Trinis don’t practise constructive criticism. We don’t know how. As a people we would prefer not to criticise, and when received we tend to take it personally and we react with an aggressive (or passive aggressive) “keep yuh lash” response.
We have created a nation of overly sensitive little princes and princesses who are beyond reproach, who perceive any criticism, feedback, or correction as an attack on their personal identity and respond with “keep yuh lash.” Increasingly with violence.
The consequence of a “keep your lash” culture, is that it imposes a needless, unaffordable premium on our individual and collective growth, and we spend our days navigating a multitude of unnecessary teacup tempests, instead of discussing solutions and genuinely negotiating shared costs.
We focus our efforts on trying to punish and humiliate real and imagined aggressors instead of on affecting behaviour and the outcomes we say we care about.
This robs us of human potential by making people afraid to engage fully, or even engage at all, because they would rather do nothing than risk being criticised or blamed. It reinforces a lean-back culture.

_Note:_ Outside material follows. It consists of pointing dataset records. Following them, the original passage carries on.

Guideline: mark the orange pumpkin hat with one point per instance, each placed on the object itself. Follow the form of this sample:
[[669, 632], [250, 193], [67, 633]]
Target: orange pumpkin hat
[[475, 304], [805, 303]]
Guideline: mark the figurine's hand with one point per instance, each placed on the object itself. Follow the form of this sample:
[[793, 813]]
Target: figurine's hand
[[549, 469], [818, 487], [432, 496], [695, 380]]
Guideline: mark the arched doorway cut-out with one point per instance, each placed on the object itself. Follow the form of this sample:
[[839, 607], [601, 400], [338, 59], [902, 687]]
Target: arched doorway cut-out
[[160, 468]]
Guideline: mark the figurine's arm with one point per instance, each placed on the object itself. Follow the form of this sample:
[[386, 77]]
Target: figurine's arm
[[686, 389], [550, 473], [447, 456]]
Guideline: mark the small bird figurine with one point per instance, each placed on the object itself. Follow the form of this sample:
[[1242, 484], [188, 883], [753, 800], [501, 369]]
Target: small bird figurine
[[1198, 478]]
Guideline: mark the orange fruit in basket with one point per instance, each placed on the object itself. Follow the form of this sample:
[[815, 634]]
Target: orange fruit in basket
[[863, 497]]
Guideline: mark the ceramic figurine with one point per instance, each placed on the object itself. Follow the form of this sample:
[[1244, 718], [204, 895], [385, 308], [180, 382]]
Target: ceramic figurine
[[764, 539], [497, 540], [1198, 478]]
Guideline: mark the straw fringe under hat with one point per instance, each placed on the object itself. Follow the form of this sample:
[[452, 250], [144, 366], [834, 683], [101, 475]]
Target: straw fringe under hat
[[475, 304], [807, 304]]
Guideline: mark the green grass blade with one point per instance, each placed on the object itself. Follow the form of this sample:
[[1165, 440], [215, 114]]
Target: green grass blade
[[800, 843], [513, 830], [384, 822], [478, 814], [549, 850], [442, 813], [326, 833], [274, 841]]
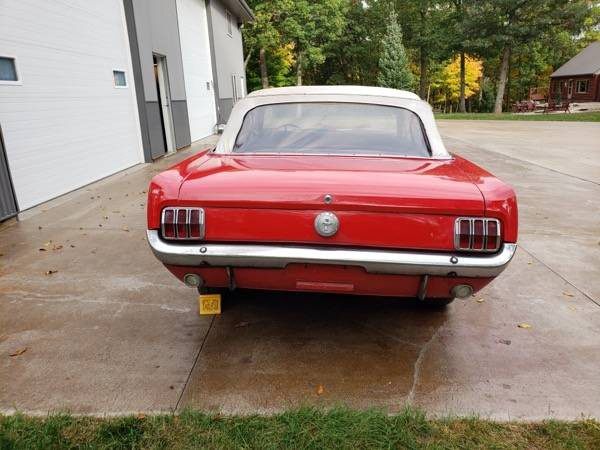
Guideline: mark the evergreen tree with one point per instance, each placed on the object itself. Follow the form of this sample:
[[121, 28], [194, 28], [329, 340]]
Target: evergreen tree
[[394, 71]]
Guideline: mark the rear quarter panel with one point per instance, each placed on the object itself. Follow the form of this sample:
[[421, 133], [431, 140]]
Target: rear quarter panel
[[500, 199]]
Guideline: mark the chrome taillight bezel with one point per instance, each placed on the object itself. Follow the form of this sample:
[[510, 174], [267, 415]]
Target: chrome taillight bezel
[[470, 247], [188, 215]]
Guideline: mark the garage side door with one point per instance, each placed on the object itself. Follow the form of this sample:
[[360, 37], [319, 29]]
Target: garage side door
[[66, 124], [8, 205], [197, 68]]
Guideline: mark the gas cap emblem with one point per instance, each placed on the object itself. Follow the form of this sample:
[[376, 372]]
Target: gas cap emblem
[[327, 224]]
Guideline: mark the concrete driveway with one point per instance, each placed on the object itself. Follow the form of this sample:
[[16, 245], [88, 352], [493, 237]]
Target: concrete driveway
[[111, 332]]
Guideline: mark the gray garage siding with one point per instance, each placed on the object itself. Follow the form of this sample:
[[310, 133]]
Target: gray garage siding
[[153, 29], [227, 53]]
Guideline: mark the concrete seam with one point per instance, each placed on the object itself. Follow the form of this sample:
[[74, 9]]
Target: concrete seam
[[194, 364], [585, 294], [524, 161]]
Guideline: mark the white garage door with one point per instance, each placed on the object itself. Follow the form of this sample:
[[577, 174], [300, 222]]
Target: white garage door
[[197, 67], [65, 123]]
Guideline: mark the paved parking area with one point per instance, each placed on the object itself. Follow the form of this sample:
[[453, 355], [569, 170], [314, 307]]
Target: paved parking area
[[111, 332]]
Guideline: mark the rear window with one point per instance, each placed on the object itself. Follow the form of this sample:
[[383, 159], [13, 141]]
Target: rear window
[[332, 128]]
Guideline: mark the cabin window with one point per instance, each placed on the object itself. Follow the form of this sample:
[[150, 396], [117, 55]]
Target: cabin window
[[582, 86], [332, 128]]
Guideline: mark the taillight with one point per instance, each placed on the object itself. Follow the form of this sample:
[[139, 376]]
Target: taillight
[[477, 234], [182, 223]]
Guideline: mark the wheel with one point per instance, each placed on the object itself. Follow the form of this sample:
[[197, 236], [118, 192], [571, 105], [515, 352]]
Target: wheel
[[438, 302]]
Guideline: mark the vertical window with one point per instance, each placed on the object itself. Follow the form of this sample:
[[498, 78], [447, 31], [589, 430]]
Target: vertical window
[[229, 23], [8, 70], [570, 89], [582, 86], [119, 78]]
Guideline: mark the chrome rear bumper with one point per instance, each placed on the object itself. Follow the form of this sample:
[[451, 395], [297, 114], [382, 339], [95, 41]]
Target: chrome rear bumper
[[373, 261]]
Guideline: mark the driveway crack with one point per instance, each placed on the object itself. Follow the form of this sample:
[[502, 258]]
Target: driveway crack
[[187, 380], [582, 292], [418, 363]]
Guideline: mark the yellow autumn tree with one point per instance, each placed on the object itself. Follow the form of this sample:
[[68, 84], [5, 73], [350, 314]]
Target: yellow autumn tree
[[445, 84]]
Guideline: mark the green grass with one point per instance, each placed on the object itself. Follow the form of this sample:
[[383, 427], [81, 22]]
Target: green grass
[[304, 428], [573, 117]]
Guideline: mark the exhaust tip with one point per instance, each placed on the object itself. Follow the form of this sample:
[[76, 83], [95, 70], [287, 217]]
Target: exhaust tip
[[193, 280], [462, 291]]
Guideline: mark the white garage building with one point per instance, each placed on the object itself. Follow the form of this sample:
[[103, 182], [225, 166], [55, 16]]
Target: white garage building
[[89, 88]]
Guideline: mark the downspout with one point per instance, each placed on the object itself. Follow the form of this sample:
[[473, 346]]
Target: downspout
[[213, 60]]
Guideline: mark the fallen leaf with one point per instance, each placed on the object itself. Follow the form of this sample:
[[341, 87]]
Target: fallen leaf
[[18, 352]]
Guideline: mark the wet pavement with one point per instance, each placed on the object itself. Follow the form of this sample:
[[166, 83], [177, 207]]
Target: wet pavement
[[106, 330]]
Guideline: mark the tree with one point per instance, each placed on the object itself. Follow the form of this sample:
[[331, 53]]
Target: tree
[[424, 25], [447, 84], [352, 58], [506, 24], [394, 71]]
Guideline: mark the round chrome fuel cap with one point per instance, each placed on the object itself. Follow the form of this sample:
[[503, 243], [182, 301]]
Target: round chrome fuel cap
[[327, 224]]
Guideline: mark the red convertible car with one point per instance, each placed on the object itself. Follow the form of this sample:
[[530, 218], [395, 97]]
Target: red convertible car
[[340, 189]]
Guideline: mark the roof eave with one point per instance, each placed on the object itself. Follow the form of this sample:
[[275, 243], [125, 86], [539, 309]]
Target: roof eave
[[241, 9]]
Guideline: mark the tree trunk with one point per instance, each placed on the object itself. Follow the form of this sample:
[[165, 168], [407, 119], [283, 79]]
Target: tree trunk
[[462, 107], [247, 58], [502, 81], [299, 70], [423, 63], [508, 85], [264, 75]]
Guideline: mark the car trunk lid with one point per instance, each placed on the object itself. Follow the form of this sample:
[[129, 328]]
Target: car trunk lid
[[407, 185]]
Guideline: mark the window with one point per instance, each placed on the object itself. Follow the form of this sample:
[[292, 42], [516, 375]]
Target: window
[[582, 86], [332, 128], [119, 78], [229, 23], [8, 70]]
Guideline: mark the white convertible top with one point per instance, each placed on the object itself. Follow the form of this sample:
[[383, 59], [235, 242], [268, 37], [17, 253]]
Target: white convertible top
[[339, 94]]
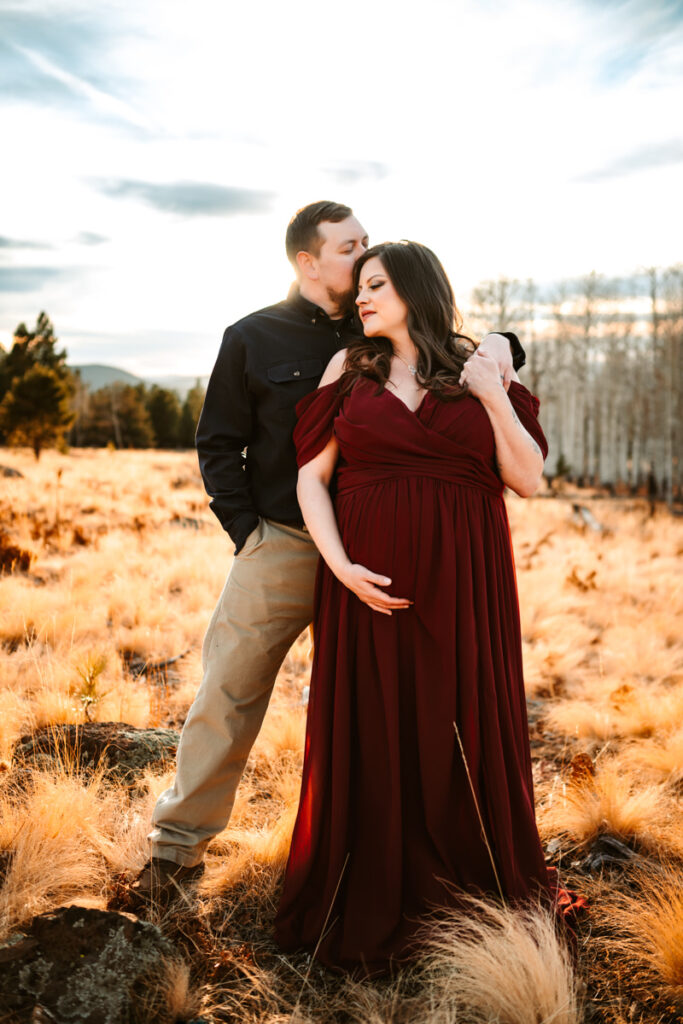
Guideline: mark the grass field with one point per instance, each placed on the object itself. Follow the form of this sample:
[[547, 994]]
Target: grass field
[[113, 559]]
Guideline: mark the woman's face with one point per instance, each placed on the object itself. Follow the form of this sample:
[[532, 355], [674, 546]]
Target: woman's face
[[383, 312]]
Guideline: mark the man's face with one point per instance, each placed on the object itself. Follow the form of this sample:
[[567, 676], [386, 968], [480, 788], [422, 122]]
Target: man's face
[[343, 244]]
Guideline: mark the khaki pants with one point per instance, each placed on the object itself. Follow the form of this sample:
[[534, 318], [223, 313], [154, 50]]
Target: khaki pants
[[265, 604]]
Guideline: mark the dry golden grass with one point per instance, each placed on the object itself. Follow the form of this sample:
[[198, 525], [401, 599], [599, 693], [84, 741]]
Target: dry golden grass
[[648, 926], [126, 564], [495, 964]]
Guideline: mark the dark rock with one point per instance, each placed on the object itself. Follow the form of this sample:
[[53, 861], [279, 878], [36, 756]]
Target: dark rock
[[606, 850], [122, 750], [84, 967]]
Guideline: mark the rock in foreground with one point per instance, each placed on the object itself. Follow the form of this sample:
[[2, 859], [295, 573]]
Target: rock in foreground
[[123, 750], [85, 967]]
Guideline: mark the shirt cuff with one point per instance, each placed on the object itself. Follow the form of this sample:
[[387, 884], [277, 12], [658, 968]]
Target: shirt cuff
[[518, 353], [241, 527]]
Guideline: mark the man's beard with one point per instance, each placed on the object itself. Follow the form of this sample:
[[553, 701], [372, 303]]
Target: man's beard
[[342, 300]]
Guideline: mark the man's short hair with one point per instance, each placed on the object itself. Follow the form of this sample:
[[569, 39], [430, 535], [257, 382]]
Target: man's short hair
[[302, 232]]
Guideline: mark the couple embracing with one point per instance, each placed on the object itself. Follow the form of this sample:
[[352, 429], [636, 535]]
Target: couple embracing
[[393, 540]]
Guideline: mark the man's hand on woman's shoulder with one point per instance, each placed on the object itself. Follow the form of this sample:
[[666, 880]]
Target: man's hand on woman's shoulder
[[334, 369]]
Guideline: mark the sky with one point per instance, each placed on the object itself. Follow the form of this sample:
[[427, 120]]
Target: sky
[[154, 151]]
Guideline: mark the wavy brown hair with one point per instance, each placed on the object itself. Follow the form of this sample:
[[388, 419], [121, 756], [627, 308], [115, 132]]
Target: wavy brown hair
[[433, 323]]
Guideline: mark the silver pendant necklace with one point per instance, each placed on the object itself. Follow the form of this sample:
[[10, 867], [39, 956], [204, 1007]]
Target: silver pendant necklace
[[412, 369]]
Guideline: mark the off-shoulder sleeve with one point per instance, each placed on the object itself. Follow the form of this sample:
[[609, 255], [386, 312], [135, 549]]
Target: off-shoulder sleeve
[[315, 418], [526, 406]]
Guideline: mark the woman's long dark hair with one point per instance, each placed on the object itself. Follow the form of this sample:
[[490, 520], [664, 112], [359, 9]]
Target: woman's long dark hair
[[433, 323]]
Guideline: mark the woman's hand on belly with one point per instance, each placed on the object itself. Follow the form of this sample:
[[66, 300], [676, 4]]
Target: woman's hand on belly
[[366, 585]]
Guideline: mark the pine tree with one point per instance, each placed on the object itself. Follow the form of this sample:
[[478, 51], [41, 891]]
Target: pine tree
[[164, 409], [36, 388], [191, 408], [36, 410]]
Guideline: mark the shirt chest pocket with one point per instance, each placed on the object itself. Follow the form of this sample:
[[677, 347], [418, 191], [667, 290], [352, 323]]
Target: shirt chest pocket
[[293, 380]]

As always, education is the best place to begin injecting the antidote. It’s great that we begin to give our young people lessons in character, morality and manners, but I hope we’re not teaching kids to parrot “Good morning” and “Beg pardon” in response to sunrise and cut-eye respectively. That will only a superficial difference make.
In addition to designing and experimenting with effective ways to nurture our children’s natural sense of wonder, and to teach them to anticipate consequence and how/why to make choices that benefit not only themselves; we would be wise to solicit help to teach our children that it’s more interesting to try to change behaviour than to punish offenders; more rewarding personally, professionally and societally. We would be very wise to teach our very young people how and why to give and take criticism constructively; how not to take any of it personally, and to seek criticism as a guiding force in their growth and development. I speculate that if we were successful at educating our children in this way, that they would grow up leaning forward into their work and careers the way that we now do for carnival.
And if we are successful in teaching our kids to lean forward into their work and careers as well as to seek and appreciate feedback — instead of reacting to every challenge and criticism with “keep yuh lash” — this country would become such a productive, enjoyable paradise that first-world countries might be discussing their 2020 plans to become like Trinidad and Tobago.